My dear friend Father James, the Trappist monk who lives at Our Lady of Gethsemani Abbey in Kentucky, has been much on my mind lately. I wrote him this morning and hope to hear back from him soon. He has been having some health problems lately, and at his age, his remaining time is speeding up, is precious, is like the dust on a butterfly’s wing: fine and invaluable.

I watched a video about the abbey on Youtube and noticed near the end a series of photos taken in the woods surrounding the monastery. Some of the pictures were taken near Thomas Merton’s (Father Louis’s) hermitage on the grounds there. One photo showed a sign attached to a tree.
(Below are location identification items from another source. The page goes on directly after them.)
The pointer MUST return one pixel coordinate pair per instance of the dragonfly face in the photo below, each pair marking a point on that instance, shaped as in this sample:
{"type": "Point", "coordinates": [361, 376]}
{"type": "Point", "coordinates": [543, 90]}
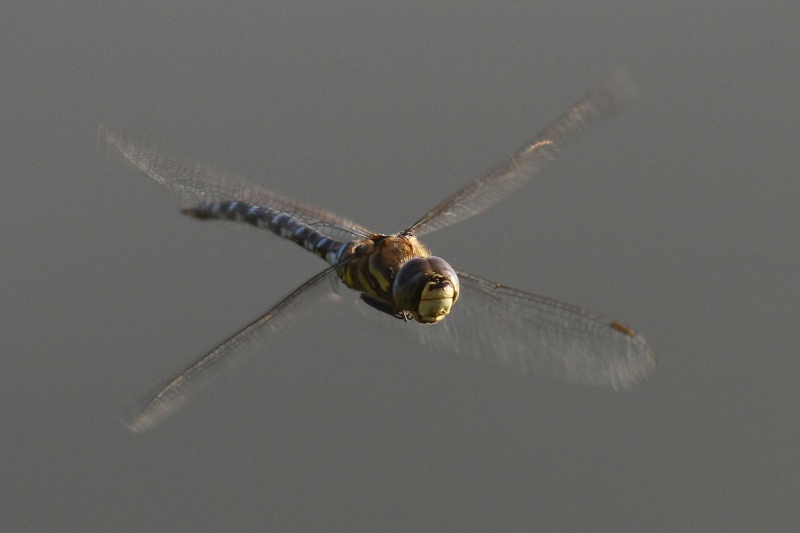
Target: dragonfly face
{"type": "Point", "coordinates": [426, 287]}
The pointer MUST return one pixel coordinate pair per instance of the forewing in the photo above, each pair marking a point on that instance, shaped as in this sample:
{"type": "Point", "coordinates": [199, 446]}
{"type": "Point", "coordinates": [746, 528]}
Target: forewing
{"type": "Point", "coordinates": [322, 288]}
{"type": "Point", "coordinates": [603, 102]}
{"type": "Point", "coordinates": [531, 334]}
{"type": "Point", "coordinates": [194, 182]}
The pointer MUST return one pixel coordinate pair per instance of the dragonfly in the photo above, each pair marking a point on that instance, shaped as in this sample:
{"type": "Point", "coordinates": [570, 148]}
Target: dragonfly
{"type": "Point", "coordinates": [395, 279]}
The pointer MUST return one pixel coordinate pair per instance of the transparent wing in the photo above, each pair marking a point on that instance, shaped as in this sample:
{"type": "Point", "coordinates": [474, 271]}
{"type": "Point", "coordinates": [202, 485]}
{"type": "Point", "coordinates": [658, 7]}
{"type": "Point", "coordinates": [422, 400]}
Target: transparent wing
{"type": "Point", "coordinates": [603, 102]}
{"type": "Point", "coordinates": [194, 182]}
{"type": "Point", "coordinates": [531, 334]}
{"type": "Point", "coordinates": [322, 288]}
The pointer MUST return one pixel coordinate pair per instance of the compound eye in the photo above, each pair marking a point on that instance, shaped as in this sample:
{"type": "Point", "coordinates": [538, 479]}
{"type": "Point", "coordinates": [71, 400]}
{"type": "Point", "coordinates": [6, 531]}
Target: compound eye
{"type": "Point", "coordinates": [427, 287]}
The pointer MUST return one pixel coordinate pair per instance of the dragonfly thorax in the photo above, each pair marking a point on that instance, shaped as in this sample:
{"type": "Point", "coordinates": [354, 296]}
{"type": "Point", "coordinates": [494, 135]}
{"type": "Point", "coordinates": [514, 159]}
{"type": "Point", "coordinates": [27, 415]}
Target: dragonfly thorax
{"type": "Point", "coordinates": [426, 287]}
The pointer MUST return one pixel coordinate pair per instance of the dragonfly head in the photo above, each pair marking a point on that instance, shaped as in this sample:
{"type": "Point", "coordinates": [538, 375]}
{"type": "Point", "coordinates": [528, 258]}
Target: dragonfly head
{"type": "Point", "coordinates": [426, 287]}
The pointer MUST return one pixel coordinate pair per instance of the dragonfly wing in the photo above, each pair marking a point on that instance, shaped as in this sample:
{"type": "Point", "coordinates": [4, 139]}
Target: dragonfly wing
{"type": "Point", "coordinates": [531, 334]}
{"type": "Point", "coordinates": [603, 102]}
{"type": "Point", "coordinates": [194, 182]}
{"type": "Point", "coordinates": [322, 288]}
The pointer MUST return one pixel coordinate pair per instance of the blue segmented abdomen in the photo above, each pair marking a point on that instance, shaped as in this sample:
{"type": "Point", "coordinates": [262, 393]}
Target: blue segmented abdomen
{"type": "Point", "coordinates": [277, 222]}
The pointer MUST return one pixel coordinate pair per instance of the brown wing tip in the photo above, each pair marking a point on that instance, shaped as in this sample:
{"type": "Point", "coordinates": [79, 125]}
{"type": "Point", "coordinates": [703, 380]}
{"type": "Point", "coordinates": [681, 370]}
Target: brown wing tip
{"type": "Point", "coordinates": [622, 328]}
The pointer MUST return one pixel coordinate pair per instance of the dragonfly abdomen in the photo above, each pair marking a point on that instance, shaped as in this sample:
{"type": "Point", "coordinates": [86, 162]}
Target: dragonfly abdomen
{"type": "Point", "coordinates": [277, 222]}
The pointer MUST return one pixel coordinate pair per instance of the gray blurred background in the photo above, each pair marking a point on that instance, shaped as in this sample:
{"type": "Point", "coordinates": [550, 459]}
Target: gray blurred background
{"type": "Point", "coordinates": [679, 218]}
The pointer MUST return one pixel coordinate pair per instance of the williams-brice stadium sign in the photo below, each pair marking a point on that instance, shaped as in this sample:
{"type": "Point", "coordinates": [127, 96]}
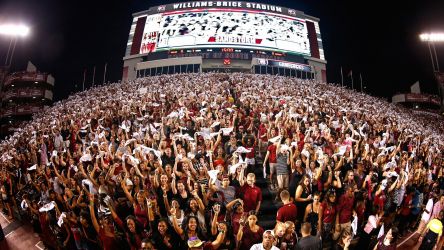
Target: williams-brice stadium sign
{"type": "Point", "coordinates": [222, 4]}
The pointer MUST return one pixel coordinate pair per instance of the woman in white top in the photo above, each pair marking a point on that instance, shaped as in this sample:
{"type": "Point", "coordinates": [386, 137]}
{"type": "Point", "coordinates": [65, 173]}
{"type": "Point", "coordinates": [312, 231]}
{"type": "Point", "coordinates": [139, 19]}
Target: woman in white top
{"type": "Point", "coordinates": [425, 216]}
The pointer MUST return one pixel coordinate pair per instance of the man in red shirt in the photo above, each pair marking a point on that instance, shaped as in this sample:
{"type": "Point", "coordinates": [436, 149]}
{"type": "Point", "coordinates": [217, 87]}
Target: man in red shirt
{"type": "Point", "coordinates": [252, 195]}
{"type": "Point", "coordinates": [288, 211]}
{"type": "Point", "coordinates": [271, 157]}
{"type": "Point", "coordinates": [344, 213]}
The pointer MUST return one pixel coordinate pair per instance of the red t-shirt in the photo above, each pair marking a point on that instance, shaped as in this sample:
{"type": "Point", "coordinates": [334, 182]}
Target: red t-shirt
{"type": "Point", "coordinates": [405, 209]}
{"type": "Point", "coordinates": [272, 155]}
{"type": "Point", "coordinates": [262, 131]}
{"type": "Point", "coordinates": [252, 196]}
{"type": "Point", "coordinates": [251, 154]}
{"type": "Point", "coordinates": [345, 208]}
{"type": "Point", "coordinates": [328, 214]}
{"type": "Point", "coordinates": [287, 212]}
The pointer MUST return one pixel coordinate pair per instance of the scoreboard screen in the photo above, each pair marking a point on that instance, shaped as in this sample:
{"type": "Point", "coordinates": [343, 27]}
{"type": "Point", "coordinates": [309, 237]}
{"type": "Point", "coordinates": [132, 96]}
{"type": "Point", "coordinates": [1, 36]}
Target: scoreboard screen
{"type": "Point", "coordinates": [223, 28]}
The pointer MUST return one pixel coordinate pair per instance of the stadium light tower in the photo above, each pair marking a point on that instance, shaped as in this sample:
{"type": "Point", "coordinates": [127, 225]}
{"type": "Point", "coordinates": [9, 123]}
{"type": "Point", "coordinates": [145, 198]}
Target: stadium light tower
{"type": "Point", "coordinates": [431, 39]}
{"type": "Point", "coordinates": [14, 31]}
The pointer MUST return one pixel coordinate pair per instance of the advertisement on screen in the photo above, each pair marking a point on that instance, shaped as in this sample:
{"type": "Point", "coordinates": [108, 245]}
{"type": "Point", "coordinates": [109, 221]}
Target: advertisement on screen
{"type": "Point", "coordinates": [218, 28]}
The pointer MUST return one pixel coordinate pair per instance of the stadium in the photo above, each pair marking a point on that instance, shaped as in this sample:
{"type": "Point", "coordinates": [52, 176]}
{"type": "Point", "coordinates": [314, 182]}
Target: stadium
{"type": "Point", "coordinates": [224, 36]}
{"type": "Point", "coordinates": [222, 134]}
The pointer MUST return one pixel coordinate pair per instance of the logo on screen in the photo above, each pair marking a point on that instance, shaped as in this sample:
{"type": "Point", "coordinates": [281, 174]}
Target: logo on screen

The sign bore the words, “Hunting And Recreational Vehicles Strictly Prohibited.” There were two bullet holes in the sign.

The thought running through my mind was What sort of person would shoot a sign on the border of a monastery, a series of beautiful buildings in which live a group of men dedicated to praying for the world seven times a day, every day, while earning their keep with manual labor? What sort of person would do this?

Then I noticed that the words on the sign added up to seventeen syllables, exactly the number needed for a haiku. Five, seven, five.

Hunting and recre-
ational vehicles strict-
ly prohibited.

No, that won’t do. The syllables are right but the spirit is wrong.

After he responds to my letter, I will write Father James again and ask him if he has ever seen the sign with the bullet holes in it. I will tell him about my observation regarding the haiku-like syllable count. And I will ask him if he can see anything poetic in the sign.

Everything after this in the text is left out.